The Convergence Blog

The Convergence is sponsored by Data-Mania
… it’s just another way we’re giving back to the data community from which we sprung.

The Convergence - An online community space that's dedicated to empowering operators in the data industry by providing news and education about evergreen strategies, late-breaking data & AI developments, and free or low-cost upskilling resources that you need to thrive as a leader in the data & AI space.

Storing Data in the Public Cloud: What You Should Know

Data-Mania Writer's Guild

Data-Mania Writer's Guild

Reading Time: 6 minutes

Do you know what a public cloud is, and how it can help your business’s storage needs? Read this article about storing data in the public cloud, what you should know about cloud storage, and the best practices to use it better.

Public Cloud: A Definition

A public cloud is a platform that relies on the standard cloud computing model, making resources accessible to users remotely. Such resources include applications, virtual machines, or storage. Cloud costs are typically operating expenses (OpEx) and not capital expenses (CapEx) – most cloud services are offered on a pay per use basis.

Storing Data in the Public Cloud What You Should Know

The public cloud provides an alternative approach to application development, differing from traditional on-premises IT architectures. In the typical public cloud model, a third-party vendor hosts on-demand, scalable IT resources and makes them available to users via a network connection. This connection is either over a dedicated network or the public Internet. 

In this article, I’ll explain the options for storing your data in the public cloud, and explore specific cloud storage services by the world’s leading cloud providers.

Storing Data in the Public Cloud and What You Should Know About Storage Options: Object vs File vs Block Storage

There are three common technologies to use in managing storage in the cloud:

  • Object storage

    It stores data as objects, which are self-contained units arranged in a flat hierarchy. Object storage does not use files or folders—instead, objects have metadata that facilitates organization, search, and retrieval. These can include any type of data or file type, including structured and unstructured data. This storage is elastically scalable, making it easy to share data across multiple physical storage devices.

  • File storage

    This is similar to the storage system used on a PC or file server. It stores data in files with a file extension that determines which application to use to view or edit the file. File storage can be deployed in a hard drive directly attached to a computer, or computers can remotely access files stored elsewhere using protocols like network attached storage (NAS). Cloud-based file storage makes it easy to migrate legacy applications to the cloud, because it behaves similarly to on-premise systems.

  • Block storage

    This splits data into blocks of predetermined size, with unique identifiers. When the data needs to be retrieved, it is pulled from multiple blocks and reassembled. Block storage is the storage technology used by hard disk drives, as well as enterprise storage systems like Storage Area Networks (SAN). The main advantage of block storage is that it supports high performance and high throughput scenarios.

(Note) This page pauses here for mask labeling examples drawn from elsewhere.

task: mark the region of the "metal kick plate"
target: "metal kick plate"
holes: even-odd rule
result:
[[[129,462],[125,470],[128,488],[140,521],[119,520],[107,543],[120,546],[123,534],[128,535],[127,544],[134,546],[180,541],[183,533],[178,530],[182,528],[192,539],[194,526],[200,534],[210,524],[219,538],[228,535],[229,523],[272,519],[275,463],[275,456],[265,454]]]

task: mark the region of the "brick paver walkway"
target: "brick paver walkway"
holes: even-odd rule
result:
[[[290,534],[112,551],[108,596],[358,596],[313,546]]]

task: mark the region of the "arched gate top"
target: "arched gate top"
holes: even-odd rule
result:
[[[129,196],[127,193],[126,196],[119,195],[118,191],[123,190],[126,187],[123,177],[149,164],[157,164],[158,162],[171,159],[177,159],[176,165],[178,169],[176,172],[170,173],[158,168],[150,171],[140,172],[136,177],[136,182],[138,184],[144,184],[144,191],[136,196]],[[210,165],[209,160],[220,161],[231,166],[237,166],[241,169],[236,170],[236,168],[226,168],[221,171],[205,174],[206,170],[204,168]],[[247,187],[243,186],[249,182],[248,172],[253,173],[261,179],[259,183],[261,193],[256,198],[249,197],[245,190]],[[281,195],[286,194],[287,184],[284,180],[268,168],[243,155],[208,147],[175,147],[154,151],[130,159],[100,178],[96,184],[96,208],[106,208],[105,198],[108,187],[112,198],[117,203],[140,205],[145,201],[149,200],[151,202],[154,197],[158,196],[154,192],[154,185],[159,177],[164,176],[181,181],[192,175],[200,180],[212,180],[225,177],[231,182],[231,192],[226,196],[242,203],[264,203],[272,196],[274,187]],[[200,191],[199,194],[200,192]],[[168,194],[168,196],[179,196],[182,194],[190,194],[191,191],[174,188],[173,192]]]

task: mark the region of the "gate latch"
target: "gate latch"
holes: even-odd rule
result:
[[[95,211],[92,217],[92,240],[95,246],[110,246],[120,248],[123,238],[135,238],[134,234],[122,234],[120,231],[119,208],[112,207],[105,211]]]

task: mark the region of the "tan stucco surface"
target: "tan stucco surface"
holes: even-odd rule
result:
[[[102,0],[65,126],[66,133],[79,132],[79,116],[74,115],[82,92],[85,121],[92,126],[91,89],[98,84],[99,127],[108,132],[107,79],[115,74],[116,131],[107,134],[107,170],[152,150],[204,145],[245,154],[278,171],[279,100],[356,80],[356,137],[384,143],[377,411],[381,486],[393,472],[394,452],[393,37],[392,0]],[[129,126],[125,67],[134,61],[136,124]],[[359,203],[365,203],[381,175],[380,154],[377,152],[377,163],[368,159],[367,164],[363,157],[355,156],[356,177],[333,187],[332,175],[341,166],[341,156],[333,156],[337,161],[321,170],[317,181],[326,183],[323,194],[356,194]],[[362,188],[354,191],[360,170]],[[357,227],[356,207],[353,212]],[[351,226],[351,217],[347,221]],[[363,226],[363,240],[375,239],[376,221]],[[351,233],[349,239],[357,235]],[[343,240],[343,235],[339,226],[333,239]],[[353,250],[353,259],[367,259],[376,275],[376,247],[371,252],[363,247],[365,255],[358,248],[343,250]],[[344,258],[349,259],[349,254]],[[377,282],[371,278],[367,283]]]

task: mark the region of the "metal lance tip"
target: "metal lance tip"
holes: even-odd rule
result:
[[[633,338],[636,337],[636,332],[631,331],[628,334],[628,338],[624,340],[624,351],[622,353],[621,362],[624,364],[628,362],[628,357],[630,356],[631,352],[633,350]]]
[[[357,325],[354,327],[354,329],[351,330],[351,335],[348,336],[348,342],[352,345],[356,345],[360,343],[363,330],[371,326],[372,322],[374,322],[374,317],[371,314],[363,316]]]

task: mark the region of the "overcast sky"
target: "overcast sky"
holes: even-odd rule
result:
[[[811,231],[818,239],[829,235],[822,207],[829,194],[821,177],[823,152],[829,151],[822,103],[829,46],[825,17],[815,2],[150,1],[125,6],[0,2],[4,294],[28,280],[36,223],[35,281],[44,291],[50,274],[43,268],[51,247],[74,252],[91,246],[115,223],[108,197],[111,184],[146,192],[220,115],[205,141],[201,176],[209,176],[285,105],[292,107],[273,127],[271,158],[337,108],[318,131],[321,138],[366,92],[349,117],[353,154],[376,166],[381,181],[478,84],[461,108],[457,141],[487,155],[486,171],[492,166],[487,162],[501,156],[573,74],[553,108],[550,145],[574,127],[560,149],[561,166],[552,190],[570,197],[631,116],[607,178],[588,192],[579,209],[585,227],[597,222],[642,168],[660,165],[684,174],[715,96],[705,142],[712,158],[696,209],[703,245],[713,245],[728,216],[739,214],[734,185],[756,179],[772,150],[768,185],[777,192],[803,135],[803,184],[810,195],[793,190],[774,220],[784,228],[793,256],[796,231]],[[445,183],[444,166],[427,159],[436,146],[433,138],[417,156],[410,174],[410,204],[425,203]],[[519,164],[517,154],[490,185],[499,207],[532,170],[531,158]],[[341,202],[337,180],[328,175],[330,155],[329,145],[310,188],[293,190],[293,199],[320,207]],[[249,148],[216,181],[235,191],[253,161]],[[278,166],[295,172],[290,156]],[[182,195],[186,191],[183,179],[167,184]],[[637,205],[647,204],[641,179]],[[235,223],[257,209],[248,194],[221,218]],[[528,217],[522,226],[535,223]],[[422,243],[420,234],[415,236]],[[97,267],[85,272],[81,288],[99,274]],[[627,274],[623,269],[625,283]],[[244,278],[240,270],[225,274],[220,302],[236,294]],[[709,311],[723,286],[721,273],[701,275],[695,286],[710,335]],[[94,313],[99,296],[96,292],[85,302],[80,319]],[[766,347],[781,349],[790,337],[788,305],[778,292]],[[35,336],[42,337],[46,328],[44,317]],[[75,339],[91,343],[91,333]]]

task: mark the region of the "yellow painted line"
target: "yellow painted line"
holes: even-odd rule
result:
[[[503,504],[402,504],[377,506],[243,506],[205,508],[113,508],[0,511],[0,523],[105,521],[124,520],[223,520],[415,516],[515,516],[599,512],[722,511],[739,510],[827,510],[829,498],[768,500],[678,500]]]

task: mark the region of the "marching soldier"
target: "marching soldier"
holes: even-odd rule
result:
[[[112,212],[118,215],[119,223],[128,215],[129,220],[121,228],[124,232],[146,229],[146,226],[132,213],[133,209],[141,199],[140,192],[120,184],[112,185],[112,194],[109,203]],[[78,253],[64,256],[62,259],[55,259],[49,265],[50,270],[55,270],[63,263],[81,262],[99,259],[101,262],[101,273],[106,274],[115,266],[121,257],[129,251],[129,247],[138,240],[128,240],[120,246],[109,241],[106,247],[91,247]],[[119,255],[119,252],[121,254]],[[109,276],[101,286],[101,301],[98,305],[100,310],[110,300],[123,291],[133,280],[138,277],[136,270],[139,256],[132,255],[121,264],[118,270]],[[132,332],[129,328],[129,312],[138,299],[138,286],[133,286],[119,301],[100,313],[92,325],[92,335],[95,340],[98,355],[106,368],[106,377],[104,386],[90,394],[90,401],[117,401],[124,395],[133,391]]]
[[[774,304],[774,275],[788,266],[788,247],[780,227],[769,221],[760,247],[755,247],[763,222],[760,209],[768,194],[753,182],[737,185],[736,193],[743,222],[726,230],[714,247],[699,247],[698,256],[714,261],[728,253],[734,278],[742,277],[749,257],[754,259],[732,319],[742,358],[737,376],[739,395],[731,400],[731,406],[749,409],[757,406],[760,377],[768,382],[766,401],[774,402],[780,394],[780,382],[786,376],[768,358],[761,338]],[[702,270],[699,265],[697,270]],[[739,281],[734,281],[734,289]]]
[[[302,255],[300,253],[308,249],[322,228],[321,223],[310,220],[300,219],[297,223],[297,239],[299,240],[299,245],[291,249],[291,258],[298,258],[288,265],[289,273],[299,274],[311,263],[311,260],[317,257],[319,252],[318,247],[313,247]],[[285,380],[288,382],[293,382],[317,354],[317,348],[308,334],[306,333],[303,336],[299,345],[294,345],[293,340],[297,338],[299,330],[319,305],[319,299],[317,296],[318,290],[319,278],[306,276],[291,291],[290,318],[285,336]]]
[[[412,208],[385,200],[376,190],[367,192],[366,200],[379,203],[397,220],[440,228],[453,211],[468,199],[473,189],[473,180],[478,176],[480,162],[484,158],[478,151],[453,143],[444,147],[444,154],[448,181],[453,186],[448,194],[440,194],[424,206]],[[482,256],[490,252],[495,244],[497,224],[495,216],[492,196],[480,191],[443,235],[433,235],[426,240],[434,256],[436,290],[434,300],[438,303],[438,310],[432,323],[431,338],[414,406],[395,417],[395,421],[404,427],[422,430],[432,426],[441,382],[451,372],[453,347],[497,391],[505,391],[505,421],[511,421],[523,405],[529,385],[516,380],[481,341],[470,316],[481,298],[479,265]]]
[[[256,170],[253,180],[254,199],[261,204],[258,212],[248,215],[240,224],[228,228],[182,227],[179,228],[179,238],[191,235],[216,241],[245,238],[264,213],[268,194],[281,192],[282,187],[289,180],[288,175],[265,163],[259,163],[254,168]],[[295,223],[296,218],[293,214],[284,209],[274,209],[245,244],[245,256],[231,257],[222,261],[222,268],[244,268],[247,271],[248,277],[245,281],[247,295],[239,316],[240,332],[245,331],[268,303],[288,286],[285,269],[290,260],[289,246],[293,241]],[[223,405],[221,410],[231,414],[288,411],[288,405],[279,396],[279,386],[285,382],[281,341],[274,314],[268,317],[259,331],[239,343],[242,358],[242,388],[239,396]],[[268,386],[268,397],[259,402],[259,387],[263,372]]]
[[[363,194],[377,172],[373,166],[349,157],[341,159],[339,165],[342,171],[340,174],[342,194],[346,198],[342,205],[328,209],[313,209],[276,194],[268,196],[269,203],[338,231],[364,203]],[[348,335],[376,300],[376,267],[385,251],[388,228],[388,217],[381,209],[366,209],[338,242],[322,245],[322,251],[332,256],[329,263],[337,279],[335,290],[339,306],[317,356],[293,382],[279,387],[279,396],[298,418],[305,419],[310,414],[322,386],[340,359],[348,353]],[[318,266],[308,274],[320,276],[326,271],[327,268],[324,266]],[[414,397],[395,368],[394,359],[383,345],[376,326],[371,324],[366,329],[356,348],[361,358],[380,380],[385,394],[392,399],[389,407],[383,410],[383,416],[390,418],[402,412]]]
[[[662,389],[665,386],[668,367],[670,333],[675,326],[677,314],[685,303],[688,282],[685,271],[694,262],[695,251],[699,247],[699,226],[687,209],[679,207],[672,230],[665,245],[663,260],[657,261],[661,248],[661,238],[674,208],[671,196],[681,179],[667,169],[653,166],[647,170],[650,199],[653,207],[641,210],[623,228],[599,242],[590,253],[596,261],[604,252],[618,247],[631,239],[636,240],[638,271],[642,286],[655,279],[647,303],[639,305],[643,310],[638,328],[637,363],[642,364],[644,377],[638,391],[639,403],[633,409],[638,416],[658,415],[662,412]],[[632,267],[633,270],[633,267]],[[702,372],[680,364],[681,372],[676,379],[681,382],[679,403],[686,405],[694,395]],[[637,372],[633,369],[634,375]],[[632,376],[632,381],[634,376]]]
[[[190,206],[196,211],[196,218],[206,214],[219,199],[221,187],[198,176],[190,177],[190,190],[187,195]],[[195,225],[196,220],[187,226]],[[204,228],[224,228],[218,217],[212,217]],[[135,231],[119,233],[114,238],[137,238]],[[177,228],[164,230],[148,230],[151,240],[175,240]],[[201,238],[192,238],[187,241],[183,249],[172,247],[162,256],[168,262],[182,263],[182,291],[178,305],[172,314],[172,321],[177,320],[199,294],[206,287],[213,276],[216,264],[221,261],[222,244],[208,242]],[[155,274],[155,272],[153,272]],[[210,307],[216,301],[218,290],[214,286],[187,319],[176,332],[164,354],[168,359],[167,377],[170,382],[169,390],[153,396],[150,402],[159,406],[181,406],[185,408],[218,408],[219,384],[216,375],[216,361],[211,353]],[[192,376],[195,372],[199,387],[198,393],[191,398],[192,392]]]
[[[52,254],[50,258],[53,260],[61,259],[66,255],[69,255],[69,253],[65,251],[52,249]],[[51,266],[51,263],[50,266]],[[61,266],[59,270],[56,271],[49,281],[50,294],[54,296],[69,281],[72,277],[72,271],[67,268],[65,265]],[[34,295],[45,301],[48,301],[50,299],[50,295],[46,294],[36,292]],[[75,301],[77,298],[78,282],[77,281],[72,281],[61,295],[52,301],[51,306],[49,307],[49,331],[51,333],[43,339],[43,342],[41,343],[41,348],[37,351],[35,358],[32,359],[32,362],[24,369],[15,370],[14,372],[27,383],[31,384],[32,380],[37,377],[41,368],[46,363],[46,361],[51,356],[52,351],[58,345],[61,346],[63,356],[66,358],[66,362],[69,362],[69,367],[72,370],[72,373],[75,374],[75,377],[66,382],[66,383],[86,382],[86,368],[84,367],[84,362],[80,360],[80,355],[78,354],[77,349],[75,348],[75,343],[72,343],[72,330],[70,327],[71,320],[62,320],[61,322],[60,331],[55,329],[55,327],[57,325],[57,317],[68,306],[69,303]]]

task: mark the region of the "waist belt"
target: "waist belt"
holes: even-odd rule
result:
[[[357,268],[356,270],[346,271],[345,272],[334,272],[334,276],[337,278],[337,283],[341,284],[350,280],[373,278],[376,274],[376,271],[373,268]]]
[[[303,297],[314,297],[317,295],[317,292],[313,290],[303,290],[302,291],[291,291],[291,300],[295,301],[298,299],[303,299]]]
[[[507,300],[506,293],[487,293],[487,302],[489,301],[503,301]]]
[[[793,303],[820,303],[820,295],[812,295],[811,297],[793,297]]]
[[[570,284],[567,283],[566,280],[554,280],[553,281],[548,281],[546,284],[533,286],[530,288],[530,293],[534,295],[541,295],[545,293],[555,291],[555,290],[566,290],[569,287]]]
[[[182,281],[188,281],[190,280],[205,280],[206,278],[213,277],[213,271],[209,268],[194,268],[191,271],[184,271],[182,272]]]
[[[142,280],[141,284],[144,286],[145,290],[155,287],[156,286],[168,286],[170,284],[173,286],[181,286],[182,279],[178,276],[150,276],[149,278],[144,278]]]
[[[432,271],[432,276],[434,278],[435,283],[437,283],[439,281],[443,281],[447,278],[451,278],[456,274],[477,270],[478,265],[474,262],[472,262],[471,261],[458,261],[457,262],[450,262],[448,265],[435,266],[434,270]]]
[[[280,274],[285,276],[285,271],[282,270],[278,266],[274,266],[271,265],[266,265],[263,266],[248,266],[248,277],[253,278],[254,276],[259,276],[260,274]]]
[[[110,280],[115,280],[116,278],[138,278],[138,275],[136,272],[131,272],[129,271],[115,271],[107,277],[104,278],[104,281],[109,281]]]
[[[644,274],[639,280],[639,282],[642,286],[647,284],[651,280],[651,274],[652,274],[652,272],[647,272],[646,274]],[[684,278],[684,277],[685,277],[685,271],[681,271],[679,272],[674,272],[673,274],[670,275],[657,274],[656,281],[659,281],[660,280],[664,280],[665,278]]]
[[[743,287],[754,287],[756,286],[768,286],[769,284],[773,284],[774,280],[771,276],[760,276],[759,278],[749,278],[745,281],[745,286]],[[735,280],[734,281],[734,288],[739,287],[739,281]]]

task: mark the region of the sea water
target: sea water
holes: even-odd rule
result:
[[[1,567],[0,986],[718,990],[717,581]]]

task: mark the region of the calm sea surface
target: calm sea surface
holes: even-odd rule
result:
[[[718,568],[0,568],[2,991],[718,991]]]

Examples of Public Cloud Storage Services

Below are some examples of public cloud storage services:

Amazon Web Services

Amazon Web Services (AWS) is a cloud services platform. The platform provides database storage, cloud computing infrastructure, API support, content delivery, and bandwidth. In addition, it has several PaaS and IaaS services.

Key AWS storage services include:

  • Simple Storage Service (S3)

    S3 is an object storage service that is infinitely scalable and provides high data durability. With it, one can create data lakes, backup and archive data, and store static data for web and mobile applications. It has management features that let you organize access to data and automate data lifecycles.

  • Elastic File System (EFS)

    It is a serverless elastic file system that scales up and down on demand without disrupting applications. It integrates easily with legacy applications, enabling lift and shift of workloads to the cloud. EFS provides a web services interface that lets you create and configure file systems.

  • AWS FSx

    This is a service that enables running large-scale high-performance file systems. It supports Lustre, NetApp ONTAP, Windows File Server, and OpenZFS.

  • Elastic Block Store (EBS)

    A block storage solution that provisions virtual hard disks you can attach to Elastic Compute Cloud (EC2) instances. They can be based on HDD or SSD technology, and can be dynamically configured based on requirements.

Microsoft Azure

Storing Data in the Public Cloud What You Should KnowMicrosoft Azure is Microsoft’s public cloud computing platform that provides a wide range of services for computing, data storage, data analytics, and networking. Azure is a common platform for hosting databases in the cloud. Microsoft offers serverless relational databases such as Azure SQL and non-relational databases such as NoSQL.

The platform is a frequent backup and disaster recovery tool; that is why many organizations use Azure storage as an archive in order to meet their long-term data retention requirements.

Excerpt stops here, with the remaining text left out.